Since this is a virtual cluster, there is no harm in either a) scaling out (adding nodes to increase /ifs capacity) or b) tearing it down and starting again with a clean cluster.

So while it's handy to 'test' upgrades with (say) 7.1 to 7.1.1 via upgrade VM, the disk sizes are so small in the VM that this scenario where the stats D/B consumes nearly all space can easily happen, where as it is extremely rare to see this in a real cluster with real drives.
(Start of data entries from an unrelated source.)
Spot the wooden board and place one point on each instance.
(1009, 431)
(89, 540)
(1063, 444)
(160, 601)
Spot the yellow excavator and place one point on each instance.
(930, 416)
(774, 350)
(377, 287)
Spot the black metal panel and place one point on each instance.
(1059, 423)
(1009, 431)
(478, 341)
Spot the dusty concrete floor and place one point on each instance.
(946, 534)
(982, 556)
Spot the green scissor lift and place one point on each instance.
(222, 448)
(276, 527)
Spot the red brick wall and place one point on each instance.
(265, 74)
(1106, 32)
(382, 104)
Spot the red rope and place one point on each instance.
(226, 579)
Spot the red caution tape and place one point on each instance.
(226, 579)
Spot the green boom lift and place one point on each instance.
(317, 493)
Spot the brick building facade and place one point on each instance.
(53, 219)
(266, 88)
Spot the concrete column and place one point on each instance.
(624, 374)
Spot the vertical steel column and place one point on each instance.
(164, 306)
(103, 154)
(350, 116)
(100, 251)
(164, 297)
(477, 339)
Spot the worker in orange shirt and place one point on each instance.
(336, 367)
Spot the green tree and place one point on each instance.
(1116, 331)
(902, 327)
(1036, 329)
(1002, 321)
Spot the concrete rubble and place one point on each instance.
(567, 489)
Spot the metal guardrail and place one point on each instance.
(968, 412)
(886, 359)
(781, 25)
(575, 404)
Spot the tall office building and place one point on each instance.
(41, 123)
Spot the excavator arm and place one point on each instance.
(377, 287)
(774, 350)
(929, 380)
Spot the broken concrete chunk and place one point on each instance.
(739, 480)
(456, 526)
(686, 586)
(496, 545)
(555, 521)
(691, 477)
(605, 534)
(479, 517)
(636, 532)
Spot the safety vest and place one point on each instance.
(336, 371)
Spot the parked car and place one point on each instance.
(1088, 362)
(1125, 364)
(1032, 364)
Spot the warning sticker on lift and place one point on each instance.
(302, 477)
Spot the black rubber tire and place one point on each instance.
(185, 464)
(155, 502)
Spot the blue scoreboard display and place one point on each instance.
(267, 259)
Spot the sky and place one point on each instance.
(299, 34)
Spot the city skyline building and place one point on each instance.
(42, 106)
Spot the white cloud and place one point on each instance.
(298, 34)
Besides, in a VM scenario, if you really want to remove the persistence information, be careful what you ask for - go ahead, remove it, then kill the isi_stats_hist_d daemon. It's just a VM, after all :-)

57 Posts

December 15th, 2014 10:00

The cluster is only for development and testing, and I didn't make any snapshot, replication, etc. I was hoping some quick resolution to free up some space, but looks like it is not ending that way.

I will try to add 3 more nodes (there's only 3 nodes on this cluster now).  But likely I will ask the same question again ~3 months later if the cluster is filling up in the same speed (hope not)...

Thanks for all the helps you have offered!

10 Posts

February 24th, 2015 05:00

I had the same issue on my VM and couldn't figure how to clear off the space. What did it for me was running the Collect job. I'm running a 7.2 VM.

isi job jobs start collect

Here's what the CLI guide says about collect.

Reclaims free space that previously could not be freed because the node or drive was unavailable. Run as part of MultiScan, or automatically by the system if MultiScan is disabled.